Storia: Pisa, l’Università riscopre un prezioso codice medievale perduto da secoli

(Foto Università di Pisa)

Non se ne avevano più notizie da quasi tre secoli, ma adesso, grazie al lavoro di un gruppo interdisciplinare di studiosi dell’Università di Pisa, la reale identità di quello che oggi è conosciuto come manoscritto “Beinecke Ms. 1153” è stata finalmente svelata.
Si tratta di un prezioso manoscritto un tempo appartenente alla diocesi di Luni e protagonista, a partire dalla seconda metà del Settecento, di un avventuroso viaggio che, tra lasciti testamentari e compravendite, l’ha portato fin negli Stati Uniti. Più precisamente, sugli scaffali della Beinecke Rare Book and Manuscript Library dell’Università Yale.
Rinvenuto da un appassionato e digitalizzato, il manoscritto è così arrivato all’Ateneo pisano dove è stato individuato, riconosciuto e studiato da Paolo Pontari, filologo del Dipartimento di Filologia, Letteratura e Linguistica, Enrica Salvatori, storica del Dipartimento di Civiltà e Forme del Sapere, e dall’agiologo Gianni Bergamaschi.

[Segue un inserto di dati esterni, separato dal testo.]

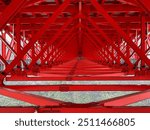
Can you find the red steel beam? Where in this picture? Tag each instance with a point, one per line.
(37, 36)
(11, 11)
(79, 87)
(120, 31)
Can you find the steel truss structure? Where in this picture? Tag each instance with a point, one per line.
(75, 40)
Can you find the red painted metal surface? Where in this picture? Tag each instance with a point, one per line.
(75, 40)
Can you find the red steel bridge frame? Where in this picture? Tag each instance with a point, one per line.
(75, 40)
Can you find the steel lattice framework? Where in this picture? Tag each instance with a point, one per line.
(75, 40)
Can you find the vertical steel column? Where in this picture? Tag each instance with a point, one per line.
(143, 37)
(18, 38)
(3, 45)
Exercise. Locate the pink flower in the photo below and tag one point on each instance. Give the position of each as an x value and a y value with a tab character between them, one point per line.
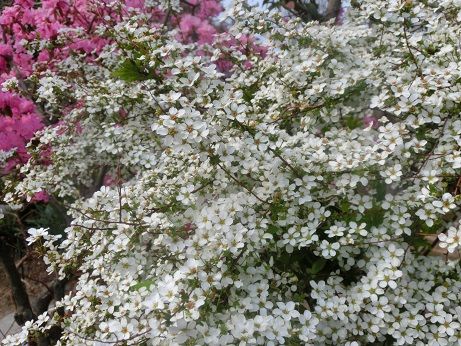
41	196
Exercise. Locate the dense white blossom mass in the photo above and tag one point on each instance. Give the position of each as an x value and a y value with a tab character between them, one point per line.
283	202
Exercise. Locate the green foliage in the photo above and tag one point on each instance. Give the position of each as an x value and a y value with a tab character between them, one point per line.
129	71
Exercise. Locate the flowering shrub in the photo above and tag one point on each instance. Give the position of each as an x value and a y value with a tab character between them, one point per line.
284	202
39	38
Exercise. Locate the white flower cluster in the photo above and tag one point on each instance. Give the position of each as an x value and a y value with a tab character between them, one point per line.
259	207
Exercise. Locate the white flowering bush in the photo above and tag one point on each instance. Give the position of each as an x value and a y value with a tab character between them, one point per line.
285	201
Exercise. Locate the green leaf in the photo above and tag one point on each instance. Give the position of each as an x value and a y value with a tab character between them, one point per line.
129	72
141	284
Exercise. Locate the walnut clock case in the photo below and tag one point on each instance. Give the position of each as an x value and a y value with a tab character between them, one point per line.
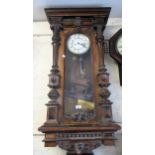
115	50
79	113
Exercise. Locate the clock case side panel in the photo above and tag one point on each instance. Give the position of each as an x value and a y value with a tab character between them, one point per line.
114	54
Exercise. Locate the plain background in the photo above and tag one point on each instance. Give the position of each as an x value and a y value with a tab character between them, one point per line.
16	68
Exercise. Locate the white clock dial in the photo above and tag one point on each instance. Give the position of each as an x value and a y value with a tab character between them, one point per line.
119	45
78	43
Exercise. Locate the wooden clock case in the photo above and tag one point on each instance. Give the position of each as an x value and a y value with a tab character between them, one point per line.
113	52
78	134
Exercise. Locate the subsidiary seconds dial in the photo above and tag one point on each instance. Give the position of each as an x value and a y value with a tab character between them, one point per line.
78	43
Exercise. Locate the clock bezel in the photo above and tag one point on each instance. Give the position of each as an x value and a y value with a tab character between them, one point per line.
75	34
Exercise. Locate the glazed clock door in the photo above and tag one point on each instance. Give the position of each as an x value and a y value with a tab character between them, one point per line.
79	101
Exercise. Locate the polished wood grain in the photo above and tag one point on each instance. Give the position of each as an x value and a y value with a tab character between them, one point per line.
82	136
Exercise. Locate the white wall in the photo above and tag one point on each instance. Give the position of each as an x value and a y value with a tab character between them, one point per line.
42	65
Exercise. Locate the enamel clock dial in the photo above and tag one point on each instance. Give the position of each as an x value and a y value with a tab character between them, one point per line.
78	43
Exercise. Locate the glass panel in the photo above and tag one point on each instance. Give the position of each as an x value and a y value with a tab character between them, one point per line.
78	89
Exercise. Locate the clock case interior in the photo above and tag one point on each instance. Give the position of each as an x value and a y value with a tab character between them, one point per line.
78	133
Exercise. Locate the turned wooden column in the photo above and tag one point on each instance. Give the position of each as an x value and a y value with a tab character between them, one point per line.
54	77
102	76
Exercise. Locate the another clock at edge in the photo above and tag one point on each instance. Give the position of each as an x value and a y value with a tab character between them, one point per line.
115	49
79	114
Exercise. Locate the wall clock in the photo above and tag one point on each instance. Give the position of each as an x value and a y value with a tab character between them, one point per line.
79	114
115	49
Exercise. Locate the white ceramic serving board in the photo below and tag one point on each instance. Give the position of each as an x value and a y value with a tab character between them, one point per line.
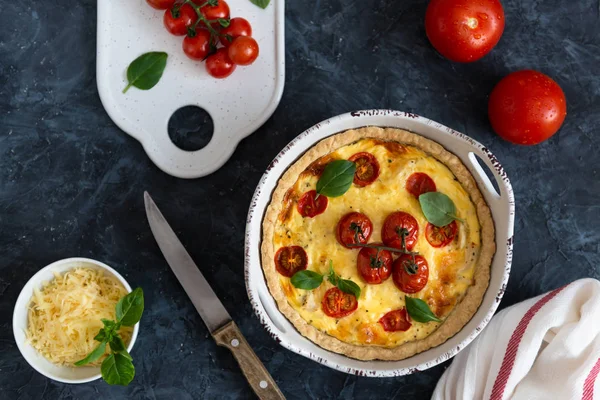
238	105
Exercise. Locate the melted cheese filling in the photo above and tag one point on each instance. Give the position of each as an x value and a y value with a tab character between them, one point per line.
451	267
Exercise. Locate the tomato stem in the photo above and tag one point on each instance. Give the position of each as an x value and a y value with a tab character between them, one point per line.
201	17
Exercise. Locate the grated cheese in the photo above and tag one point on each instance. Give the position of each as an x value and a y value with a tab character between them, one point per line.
65	315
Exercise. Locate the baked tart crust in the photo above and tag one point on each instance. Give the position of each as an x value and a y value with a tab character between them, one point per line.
460	313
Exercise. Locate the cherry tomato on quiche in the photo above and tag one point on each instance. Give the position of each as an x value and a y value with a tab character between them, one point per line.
219	65
290	259
440	237
237	27
161	4
464	30
527	107
177	22
396	223
197	47
394	321
351	226
243	50
367	168
410	275
309	207
374	268
419	183
338	304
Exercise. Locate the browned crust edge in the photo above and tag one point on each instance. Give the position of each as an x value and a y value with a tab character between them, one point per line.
461	314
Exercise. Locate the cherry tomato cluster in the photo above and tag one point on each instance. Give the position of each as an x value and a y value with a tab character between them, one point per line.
210	33
375	262
526	107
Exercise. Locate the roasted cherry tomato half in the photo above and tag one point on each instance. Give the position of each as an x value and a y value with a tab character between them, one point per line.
527	107
440	237
290	259
243	50
372	267
419	183
395	224
309	207
219	65
394	321
221	10
161	4
354	225
464	30
178	22
197	47
410	275
338	304
367	168
237	27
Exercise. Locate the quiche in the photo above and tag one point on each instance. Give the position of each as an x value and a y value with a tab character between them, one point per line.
363	271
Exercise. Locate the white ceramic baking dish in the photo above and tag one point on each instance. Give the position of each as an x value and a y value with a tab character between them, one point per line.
501	205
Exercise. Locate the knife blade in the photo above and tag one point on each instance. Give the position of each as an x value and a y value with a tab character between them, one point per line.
211	310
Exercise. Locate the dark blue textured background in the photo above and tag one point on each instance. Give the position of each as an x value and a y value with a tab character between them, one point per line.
71	182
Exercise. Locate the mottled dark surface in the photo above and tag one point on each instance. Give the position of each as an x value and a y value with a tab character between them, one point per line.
71	182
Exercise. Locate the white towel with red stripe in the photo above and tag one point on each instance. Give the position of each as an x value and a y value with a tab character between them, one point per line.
544	348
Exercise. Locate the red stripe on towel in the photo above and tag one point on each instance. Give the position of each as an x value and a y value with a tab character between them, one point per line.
513	345
588	385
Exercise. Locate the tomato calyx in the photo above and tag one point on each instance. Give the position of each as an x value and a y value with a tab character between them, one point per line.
411	267
201	19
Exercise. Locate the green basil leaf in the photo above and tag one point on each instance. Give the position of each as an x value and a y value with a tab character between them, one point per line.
117	344
125	354
337	178
438	208
117	369
332	276
348	286
261	3
306	279
419	310
130	308
145	71
101	335
94	355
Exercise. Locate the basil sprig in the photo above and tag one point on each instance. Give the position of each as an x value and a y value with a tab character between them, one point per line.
336	178
419	310
117	368
309	280
145	71
438	208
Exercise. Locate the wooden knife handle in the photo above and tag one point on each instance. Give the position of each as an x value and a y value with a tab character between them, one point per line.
255	372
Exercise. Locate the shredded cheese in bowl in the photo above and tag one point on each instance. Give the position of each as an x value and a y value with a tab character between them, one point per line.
65	315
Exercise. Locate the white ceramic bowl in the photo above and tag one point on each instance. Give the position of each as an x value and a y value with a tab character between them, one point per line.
501	205
35	359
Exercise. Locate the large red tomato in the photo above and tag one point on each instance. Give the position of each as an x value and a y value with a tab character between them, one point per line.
527	107
464	30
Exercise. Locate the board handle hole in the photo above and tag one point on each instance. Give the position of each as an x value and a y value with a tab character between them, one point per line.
190	128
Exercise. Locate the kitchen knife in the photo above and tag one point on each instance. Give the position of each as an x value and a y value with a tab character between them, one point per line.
213	313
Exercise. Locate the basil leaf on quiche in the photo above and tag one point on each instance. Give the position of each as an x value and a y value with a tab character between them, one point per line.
419	310
306	279
438	208
348	286
336	179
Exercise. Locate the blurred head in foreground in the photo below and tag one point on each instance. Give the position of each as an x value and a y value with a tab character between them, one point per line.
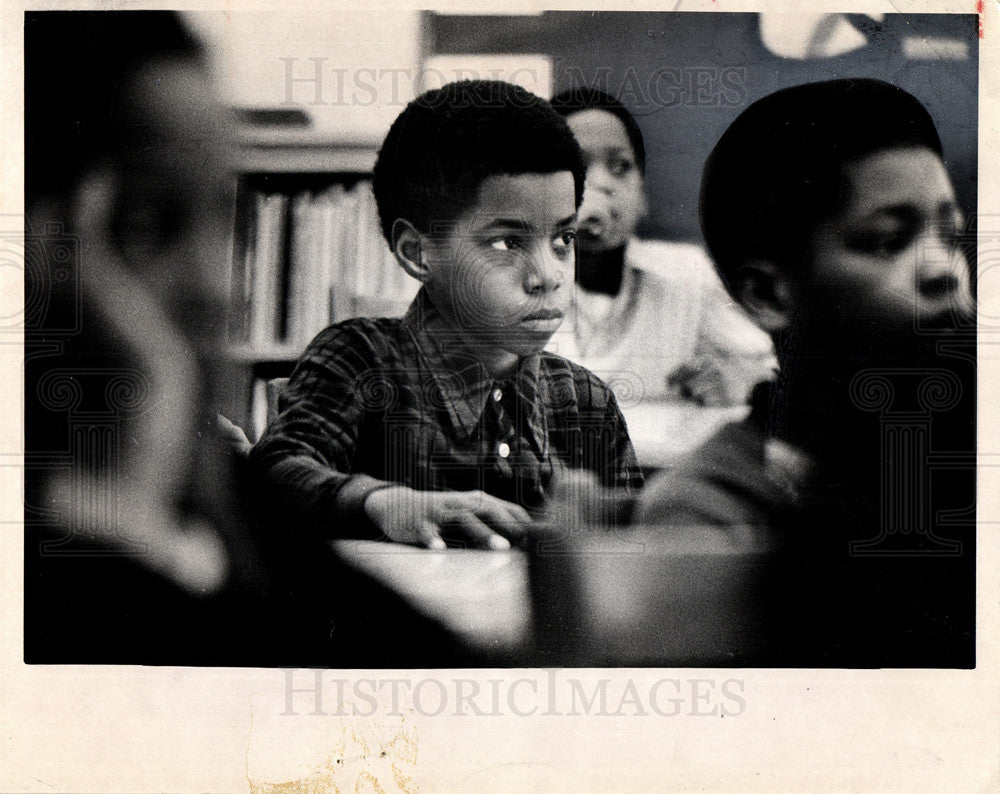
828	211
128	195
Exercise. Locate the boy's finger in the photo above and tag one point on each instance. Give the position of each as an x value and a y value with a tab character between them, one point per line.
428	536
477	532
504	520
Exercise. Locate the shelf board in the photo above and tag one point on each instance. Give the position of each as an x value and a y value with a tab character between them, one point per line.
274	352
299	153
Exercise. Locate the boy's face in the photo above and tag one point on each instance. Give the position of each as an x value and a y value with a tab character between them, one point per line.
501	270
889	259
614	200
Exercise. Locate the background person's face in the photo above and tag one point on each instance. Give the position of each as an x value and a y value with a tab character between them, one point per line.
502	270
176	209
614	199
889	260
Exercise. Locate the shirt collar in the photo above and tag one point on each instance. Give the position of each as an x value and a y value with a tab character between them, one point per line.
462	384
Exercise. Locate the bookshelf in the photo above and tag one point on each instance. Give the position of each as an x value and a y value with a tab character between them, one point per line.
307	251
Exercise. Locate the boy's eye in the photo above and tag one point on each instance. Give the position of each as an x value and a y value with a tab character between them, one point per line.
619	166
881	243
564	239
505	244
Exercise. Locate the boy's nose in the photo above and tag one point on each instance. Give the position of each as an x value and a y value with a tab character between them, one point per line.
545	274
942	272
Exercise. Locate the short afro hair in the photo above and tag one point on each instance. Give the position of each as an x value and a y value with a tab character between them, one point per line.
575	100
776	172
448	140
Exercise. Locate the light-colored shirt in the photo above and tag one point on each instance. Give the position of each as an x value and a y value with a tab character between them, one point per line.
671	310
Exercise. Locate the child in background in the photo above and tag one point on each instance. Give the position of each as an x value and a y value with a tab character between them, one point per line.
649	317
453	419
831	216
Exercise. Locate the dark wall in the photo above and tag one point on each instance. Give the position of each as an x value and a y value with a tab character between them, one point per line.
686	76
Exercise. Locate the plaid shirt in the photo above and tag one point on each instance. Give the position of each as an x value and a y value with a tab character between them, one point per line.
378	401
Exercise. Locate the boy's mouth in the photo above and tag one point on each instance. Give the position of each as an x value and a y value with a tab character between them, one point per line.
543	320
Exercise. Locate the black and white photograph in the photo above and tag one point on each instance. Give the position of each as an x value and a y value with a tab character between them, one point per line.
389	370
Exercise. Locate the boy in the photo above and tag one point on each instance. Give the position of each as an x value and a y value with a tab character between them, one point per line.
832	219
452	419
647	313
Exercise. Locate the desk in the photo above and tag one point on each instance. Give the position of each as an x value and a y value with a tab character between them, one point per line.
482	597
662	432
646	596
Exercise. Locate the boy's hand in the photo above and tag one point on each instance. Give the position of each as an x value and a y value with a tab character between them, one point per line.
419	517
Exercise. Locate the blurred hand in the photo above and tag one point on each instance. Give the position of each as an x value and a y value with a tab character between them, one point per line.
421	517
233	436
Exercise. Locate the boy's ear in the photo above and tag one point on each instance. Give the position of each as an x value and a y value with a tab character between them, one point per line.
408	246
765	291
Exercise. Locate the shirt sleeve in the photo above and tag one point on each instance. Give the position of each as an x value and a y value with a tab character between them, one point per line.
305	457
727	336
624	471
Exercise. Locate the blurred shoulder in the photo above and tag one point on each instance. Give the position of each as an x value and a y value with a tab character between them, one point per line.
671	261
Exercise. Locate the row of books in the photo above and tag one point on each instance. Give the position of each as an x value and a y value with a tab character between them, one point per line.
306	259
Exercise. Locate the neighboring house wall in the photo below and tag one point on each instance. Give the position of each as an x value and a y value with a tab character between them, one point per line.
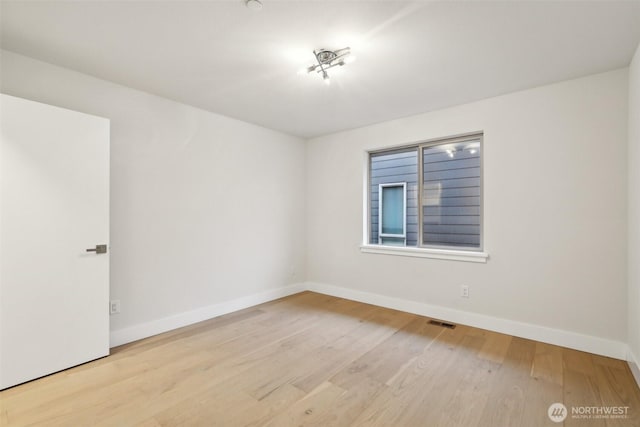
204	209
555	209
634	210
395	168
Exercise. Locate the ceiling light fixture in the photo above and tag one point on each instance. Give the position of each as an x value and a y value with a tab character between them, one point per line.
328	59
253	4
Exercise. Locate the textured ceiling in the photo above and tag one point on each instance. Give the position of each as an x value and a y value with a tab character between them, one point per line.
412	57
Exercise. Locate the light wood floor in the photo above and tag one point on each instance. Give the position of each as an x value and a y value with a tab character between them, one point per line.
311	359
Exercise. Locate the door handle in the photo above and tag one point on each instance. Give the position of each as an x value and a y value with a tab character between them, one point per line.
99	249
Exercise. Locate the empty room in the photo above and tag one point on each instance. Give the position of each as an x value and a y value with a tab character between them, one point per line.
319	213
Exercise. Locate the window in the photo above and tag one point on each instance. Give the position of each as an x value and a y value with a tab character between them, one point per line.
392	214
427	195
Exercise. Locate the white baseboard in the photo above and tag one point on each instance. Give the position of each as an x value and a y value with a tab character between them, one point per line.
591	344
154	327
634	364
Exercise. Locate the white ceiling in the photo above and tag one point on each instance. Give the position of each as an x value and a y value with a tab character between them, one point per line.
412	56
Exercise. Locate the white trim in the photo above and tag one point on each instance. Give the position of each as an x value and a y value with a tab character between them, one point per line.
634	365
452	255
577	341
574	340
158	326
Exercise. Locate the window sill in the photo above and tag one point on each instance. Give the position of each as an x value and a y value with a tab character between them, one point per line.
451	255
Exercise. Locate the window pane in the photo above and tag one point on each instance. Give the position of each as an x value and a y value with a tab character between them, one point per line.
451	194
392	210
391	167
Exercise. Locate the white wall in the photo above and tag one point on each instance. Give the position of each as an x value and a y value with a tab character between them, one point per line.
204	209
555	175
634	208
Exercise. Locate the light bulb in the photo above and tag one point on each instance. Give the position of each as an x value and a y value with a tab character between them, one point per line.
254	4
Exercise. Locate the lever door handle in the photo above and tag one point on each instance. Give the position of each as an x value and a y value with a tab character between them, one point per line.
99	249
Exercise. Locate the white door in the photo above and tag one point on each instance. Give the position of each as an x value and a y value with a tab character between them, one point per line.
54	205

“Il testo, ascrivibile alla seconda metà del Trecento, è una fonte preziosissima per la comprensione del medioevo toscano e lunigianese e ha portato e porterà ad importanti scoperte storiche – spiega Enrica Salvatori –. Si tratta di una miscellanea che contiene diverse vite di santi, tra cui un’inedita Vita di San Terenzio, il racconto del viaggio in Terra Santa di un cimatore pontremolese, l’ordinamento dei canonici della cattedrale di Luni, calendari, schemi lunari e un trattato per l’individuazione della Pasqua”.
“Lo studio che stiamo conducendo sul manoscritto Beinecke è trasversale a tutti i testi che compongono questa interessante miscellanea di chiara origine lunigianese – aggiunge Paolo Pontari –. Fra i documenti contenuti nel manoscritto si evidenza, però, un testo odeporico, la cui edizione critica, attualmente in preparazione, ci permetterà di seguire le tracce del cimatore Franceschino da Pontremoli nel suo pellegrinaggio a Roma e in Terra Santa”.
“L’interesse di questo manoscritto è costituito proprio dall’eterogeneità dei testi che contiene, la maggior parte dei quali sono agiografici ma che non sono disposti secondo il ciclo liturgico annuale – conclude l’agiologo Gianni Bergamaschi -. Il problema che resta aperto è capire per quali motivi sia stato confezionato un codice di questo genere, in cui anche i testi agiografici sono disomogenei: alcuni sono molto ricchi, altri sono più poveri. In più, c’è una grossa componente francescana, ma nel mezzo compaiono anche santi la cui presenza in questo contesto è difficilmente comprensibile, come nel caso di Sant’Ivo di Bretagna e Audomaro di Thérouanne. Come ci siano finiti è tutto da scoprire”.